Now the recovery from the recovery can get underway. We are starting that process this week. Today was a fast trip to the clinic through the storms for lab work. It went against my better judgement but I did step onto the scales. Prior to diagnosis my usual weight remained around 215 give or take a few either way. Today the scales registered a full 230 pounds. Much of that is steroid related along with the side effect of eating more than usual. My daughter had someone take a photograph of the two of us at the ballgame on Saturday. Looked to me as if I might weigh 250 pounds or more. One of my first adjustments will be to get serious about diet and exercise. Much of my motivation is financial rather than vanity. I can't afford to buy a whole new wardrobe. So my goal is to return to the clothes from a lighter weight.

My daughter and a few others are telling me that the hair is returning. They are being so nice to the old and bald guy. The usual answer as to hair returning is six weeks. But my hair never did totally disappear. Wonder if the miracle grow stuff for yards will work on hair? My patience is doing fairly well on waiting on hair. Odds are good that I will sometimes miss how easy it is to get ready in the mornings now. It may be awhile before anyone confuses me with Samson. I am again just grateful for how long it hung in before giving way to the chemicals. All there is to do now is wait and see what type of hair returns. Who knows? I may end up a blonde.

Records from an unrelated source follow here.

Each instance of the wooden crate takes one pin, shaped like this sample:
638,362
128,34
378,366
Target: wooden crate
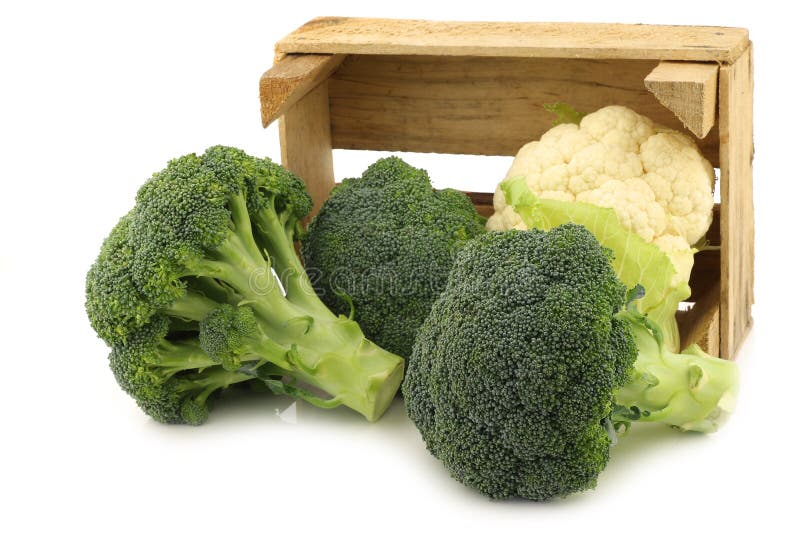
478,88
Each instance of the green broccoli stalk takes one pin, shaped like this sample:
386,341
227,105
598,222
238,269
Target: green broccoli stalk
512,378
185,294
382,246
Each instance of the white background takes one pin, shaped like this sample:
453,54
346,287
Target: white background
94,98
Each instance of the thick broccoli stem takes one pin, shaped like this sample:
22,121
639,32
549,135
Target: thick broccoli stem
320,348
691,390
183,355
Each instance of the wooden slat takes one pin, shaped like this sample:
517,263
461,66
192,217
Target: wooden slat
687,89
305,136
736,189
490,106
290,79
701,324
337,35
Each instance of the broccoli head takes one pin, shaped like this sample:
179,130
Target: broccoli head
198,287
512,377
383,245
534,357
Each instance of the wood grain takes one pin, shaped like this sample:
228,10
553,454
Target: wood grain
305,136
468,105
687,89
736,190
339,35
290,79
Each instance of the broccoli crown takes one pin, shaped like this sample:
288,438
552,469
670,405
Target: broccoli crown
183,215
512,377
184,293
384,243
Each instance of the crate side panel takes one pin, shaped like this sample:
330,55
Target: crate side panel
736,190
340,35
470,105
305,136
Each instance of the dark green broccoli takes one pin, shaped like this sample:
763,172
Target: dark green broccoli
513,377
185,293
382,245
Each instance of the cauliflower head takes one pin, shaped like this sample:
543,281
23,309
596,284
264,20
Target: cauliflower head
655,179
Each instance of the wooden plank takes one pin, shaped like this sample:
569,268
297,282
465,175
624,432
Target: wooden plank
687,89
305,136
340,35
701,324
489,106
736,189
290,79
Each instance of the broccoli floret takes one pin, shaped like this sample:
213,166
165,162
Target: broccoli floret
690,390
513,373
382,245
531,361
186,292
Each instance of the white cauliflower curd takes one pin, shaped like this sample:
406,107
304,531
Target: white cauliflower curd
655,179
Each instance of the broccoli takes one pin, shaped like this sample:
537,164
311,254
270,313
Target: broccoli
517,376
199,287
383,244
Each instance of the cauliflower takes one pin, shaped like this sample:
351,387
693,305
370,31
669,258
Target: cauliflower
654,178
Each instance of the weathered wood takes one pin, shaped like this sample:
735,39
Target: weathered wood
687,89
292,78
736,190
338,35
467,105
305,136
700,324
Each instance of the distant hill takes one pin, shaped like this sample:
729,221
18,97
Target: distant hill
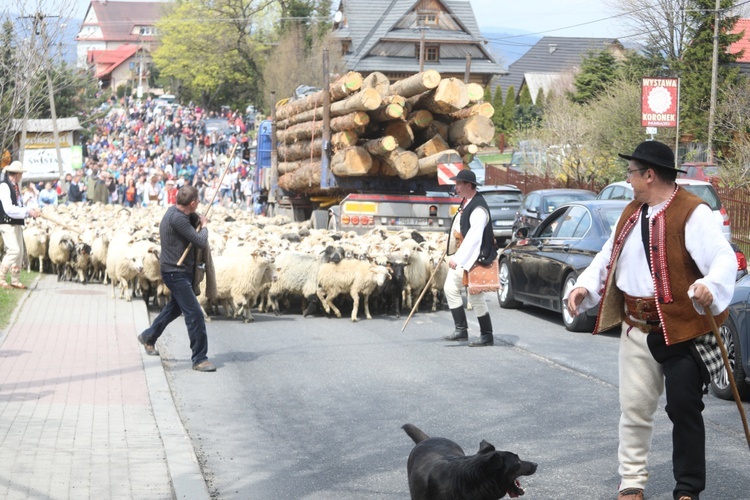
508,45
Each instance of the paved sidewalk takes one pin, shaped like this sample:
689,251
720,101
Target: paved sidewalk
84,413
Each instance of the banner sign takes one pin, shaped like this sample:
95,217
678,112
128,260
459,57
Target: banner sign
659,102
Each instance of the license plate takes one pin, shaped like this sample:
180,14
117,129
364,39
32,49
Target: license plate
411,221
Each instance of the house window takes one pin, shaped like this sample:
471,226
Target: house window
427,18
431,53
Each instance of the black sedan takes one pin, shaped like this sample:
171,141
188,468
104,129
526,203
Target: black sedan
735,332
503,201
540,268
537,205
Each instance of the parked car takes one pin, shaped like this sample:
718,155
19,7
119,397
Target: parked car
706,172
537,205
503,201
539,269
735,332
624,191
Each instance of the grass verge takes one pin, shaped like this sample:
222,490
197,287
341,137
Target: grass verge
9,298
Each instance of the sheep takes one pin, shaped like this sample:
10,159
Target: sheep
238,282
61,244
36,241
349,276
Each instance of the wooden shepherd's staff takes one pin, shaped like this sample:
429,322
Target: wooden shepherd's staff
197,228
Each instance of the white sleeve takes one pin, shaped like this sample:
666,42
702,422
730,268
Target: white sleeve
11,210
713,255
468,253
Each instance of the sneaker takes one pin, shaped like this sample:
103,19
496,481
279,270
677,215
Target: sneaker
150,348
630,494
204,366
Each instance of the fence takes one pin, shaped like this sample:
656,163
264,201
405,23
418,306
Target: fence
735,200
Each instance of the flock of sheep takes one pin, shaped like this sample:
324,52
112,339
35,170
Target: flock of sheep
268,264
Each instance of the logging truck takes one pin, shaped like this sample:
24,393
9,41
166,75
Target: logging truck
372,153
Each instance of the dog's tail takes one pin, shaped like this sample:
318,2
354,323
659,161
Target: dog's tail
415,433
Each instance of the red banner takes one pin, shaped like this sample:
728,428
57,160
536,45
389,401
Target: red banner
659,102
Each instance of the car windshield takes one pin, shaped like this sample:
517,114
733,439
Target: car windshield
551,203
499,198
706,193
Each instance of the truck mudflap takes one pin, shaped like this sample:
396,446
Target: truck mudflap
362,212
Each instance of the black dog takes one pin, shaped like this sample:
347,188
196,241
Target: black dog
438,469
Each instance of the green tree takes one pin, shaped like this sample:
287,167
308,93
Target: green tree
498,117
598,69
509,110
695,68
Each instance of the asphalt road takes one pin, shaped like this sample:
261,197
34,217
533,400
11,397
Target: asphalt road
312,408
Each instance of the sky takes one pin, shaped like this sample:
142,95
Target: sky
565,17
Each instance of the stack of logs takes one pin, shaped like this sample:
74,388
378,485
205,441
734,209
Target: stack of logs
379,128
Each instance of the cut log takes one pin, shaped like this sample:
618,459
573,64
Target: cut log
402,132
377,81
475,91
449,96
428,165
482,108
473,130
431,147
467,149
381,146
351,162
347,84
364,100
403,162
416,84
419,119
387,113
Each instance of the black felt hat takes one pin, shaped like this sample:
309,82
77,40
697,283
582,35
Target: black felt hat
654,154
466,176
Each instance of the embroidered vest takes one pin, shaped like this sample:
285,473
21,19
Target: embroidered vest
673,271
4,218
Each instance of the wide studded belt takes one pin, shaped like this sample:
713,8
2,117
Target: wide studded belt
641,313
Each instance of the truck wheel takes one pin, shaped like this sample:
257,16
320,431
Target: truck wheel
319,219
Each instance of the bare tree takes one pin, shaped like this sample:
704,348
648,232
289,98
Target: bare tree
661,25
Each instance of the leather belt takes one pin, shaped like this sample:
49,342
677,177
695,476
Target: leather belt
641,313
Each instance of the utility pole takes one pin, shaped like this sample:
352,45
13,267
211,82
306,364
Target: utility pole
714,79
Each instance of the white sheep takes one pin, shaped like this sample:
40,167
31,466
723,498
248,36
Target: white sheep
350,276
36,241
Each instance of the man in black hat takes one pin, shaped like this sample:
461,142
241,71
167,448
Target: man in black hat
665,246
470,241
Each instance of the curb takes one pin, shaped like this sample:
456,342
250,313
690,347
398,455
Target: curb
182,463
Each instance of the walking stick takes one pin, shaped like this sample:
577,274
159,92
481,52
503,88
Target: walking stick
190,245
728,368
424,290
64,226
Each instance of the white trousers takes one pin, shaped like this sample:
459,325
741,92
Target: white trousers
453,287
13,240
641,385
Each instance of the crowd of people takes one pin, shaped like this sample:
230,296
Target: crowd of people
141,154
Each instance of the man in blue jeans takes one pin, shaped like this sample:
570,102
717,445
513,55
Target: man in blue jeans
177,231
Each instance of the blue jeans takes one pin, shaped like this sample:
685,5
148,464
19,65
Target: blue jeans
183,302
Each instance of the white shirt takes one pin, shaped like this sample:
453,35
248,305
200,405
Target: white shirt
704,242
468,253
11,210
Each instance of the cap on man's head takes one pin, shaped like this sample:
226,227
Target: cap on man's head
653,154
15,168
466,175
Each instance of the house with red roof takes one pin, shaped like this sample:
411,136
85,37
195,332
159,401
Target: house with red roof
743,44
116,40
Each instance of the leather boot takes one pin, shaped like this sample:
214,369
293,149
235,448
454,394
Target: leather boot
462,328
485,332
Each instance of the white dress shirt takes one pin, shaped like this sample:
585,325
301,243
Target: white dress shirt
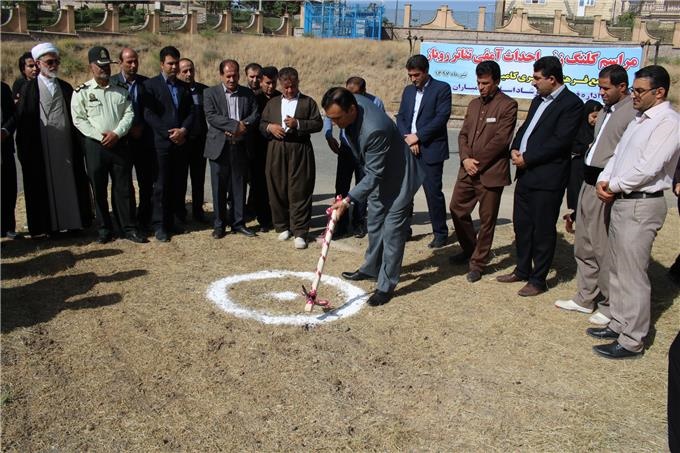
537,116
50,83
416,107
591,150
646,157
288,107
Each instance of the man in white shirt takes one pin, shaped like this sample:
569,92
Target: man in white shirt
633,181
590,242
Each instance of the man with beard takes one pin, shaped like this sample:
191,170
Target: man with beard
590,242
56,189
392,176
287,122
194,163
169,111
541,151
103,113
29,71
633,182
139,141
253,76
258,198
231,111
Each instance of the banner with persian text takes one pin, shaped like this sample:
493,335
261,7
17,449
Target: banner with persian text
455,64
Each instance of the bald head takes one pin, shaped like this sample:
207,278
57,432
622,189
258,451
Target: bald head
129,63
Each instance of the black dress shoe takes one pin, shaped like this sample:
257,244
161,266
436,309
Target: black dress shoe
266,227
379,298
105,238
162,235
135,236
360,231
357,276
615,351
200,218
244,231
601,333
459,258
437,242
474,276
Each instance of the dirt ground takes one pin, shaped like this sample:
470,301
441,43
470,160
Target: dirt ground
117,348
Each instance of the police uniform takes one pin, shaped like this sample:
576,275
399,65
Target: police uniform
97,109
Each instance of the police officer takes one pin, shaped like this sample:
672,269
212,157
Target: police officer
103,113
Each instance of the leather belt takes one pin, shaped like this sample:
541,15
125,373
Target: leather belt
590,174
638,195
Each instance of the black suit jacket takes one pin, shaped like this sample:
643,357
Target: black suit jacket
137,104
8,120
548,152
160,112
200,127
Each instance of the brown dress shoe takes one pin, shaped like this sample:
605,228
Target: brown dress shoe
530,290
508,278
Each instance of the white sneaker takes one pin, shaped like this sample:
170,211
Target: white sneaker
599,319
285,235
300,243
572,306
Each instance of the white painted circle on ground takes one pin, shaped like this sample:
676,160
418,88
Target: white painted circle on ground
355,297
284,296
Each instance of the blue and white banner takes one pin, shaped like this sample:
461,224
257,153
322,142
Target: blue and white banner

One last update on the health for this evening. About three weeks ago my doctor had me undergo a Cat Scan. Those results came back negative. Medical experts refer to this as "no evidence of disease." Next week will be another scan that is even more revealing. So today I asked my nurse about what to expect. If the first scan went well would it be a good sign for the next one? No professional can say anything with 100% guarantees. But it seems the usual consensus is that we can hope for results just as promising. My heart still longs for total remission by medicine or miracle. Combining those two ideas is acceptable to me. Normal may be more difficult to embrace than before but I sure will try. No matter what I am just grateful for every miracle both small and large. The road is harder than I could imagine. But the blessings are far more than I could ever deserve.